A group of activists are seen and heard questioning a suspected undercover cop. They ask him outright if he is a police officer, and working for the Metropolitan police – he admits to both. They then challenge him on the ethics of what he is doing, before surrounding him and excluding him from their midst. It was obviously a tense moment – nobody seems sure what to do, and having been in similar circumstances I imagine they feel shocked and adrenaline is probably running high.

There are two voices that we hear from the protesters side, one sounds female and I will call her “Jill” the other sounds male, and I’m going to name him “Jack”. The start of the clip shows Jill interacting with the cop. 5 seconds in she asks him how much he is getting paid. However Jack obviously thinks that Jill needs a hand :/ because before the cop can respond, Jack repeats Jill’s question, and then expands it into a longer rant, possibly deciding that the main point of the exercise is for everyone to hear the sound of his voice.  Jill obeys female socialised etiquette / common manners and waits for Jack and the cop to finish their interaction, and then tries to ask another question; “Are you working for the Met?” Almost before she’s finished Jack again butts in, repeating her question word for word. Jill has a further attempt, but Jack doesn’t even bother waiting for her to finish, and begins speaking directly over her, before tiring of the whole thing, assuming leadership, and ordering the other protesters to form a circle around the cop.

Now I actually think that surrounding the cop and then excluding him from their midst was a good idea. And I understand that energies were running high, and Jack might be a perfect feminist normally. But this was still classic sexist behaviour. He clearly had heard what Jill had said, because he used her exact words, but he pushed her quieter, higher-pitched voice out of the conversation, and moved his own deeper voice centre-stage.

The sexual politics of voice and pitch are apparently linked to us hearing deeper voices as more authoritative and likely to be saying something worth listening to. Additionally females are socialised to cede whilst males are socialised to take up space, both physically and in abstract space such as in a conversation.

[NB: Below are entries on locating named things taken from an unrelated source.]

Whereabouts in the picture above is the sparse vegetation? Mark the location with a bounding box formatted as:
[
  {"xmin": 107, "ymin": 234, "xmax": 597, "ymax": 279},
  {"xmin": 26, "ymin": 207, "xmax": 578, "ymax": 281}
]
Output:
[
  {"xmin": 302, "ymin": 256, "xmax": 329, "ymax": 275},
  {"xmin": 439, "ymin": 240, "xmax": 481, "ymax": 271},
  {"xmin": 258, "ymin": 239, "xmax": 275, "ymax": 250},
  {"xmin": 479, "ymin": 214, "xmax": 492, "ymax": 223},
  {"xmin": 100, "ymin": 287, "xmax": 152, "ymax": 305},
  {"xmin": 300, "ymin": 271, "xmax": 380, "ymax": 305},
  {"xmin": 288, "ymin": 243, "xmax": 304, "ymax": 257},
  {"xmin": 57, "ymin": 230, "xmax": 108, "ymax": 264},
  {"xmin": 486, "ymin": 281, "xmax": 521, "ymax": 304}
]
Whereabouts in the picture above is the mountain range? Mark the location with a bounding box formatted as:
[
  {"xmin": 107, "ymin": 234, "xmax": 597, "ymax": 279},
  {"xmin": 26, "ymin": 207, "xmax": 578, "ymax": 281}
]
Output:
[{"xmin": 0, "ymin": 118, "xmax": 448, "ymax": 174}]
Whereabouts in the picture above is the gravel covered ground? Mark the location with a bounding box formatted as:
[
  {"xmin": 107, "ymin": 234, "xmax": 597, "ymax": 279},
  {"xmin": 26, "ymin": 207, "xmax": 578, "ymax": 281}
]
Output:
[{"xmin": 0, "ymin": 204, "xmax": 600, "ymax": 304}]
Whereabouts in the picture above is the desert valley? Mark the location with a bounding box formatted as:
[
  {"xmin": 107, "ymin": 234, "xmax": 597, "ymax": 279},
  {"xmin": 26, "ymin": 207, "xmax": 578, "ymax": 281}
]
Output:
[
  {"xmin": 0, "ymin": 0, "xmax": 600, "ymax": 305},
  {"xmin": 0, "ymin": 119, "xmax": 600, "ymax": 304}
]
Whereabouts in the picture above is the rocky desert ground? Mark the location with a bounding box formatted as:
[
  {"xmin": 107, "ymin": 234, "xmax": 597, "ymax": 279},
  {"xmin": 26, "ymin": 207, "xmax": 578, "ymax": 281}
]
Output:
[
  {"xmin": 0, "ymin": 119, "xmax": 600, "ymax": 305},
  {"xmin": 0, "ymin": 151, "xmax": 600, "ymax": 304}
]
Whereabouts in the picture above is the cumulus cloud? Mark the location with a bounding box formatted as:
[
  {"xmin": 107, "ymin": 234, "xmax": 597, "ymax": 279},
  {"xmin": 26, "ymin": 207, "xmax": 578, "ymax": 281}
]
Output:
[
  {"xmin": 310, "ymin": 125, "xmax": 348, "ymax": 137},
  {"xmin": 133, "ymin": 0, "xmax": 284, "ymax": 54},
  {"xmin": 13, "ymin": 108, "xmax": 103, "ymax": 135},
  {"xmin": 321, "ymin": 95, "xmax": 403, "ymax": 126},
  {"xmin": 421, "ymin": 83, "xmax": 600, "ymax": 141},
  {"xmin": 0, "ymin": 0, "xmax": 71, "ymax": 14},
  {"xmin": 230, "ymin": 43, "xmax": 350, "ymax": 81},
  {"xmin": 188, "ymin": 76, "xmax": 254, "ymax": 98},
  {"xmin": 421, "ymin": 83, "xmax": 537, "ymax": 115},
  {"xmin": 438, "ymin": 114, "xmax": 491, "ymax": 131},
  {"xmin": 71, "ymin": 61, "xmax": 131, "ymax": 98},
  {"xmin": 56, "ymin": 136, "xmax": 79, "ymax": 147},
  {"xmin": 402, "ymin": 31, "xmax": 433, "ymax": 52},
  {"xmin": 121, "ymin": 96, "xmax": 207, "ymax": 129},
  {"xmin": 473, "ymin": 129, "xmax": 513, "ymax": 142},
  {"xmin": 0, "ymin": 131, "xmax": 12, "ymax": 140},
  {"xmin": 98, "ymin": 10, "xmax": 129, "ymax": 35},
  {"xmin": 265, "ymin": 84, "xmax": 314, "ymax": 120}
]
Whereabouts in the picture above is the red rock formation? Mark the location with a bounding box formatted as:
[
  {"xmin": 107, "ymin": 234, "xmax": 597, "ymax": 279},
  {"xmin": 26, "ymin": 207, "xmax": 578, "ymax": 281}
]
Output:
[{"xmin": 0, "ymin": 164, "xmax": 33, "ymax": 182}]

These socialisations of both males and females are deeply imprinted on us, and so it is not surprising that even those of us that are politically aware on many levels, even those who have good feminist understanding, will still display sexist behaviours. I’m not saying Jack is a bad activist, indeed I like his solution to the presence of the undercover cop. Nor am I saying that Jill was wrong or stupid to relinquish space to Jack, or to have not challenged him. What I want is for us all to be aware of how sexism can exhibit itself. I want men to be aware of behaviours that they have been socialised into, and to notice when they or other men do them, and begin to learn new ways of being. To recognise that women’s voices are still being silenced and to understand why this is and address it. Unmasking and excluding sexism from our movement is less glamourous, but as urgent and important, if not more so, than unmasking and excluding undercover cops.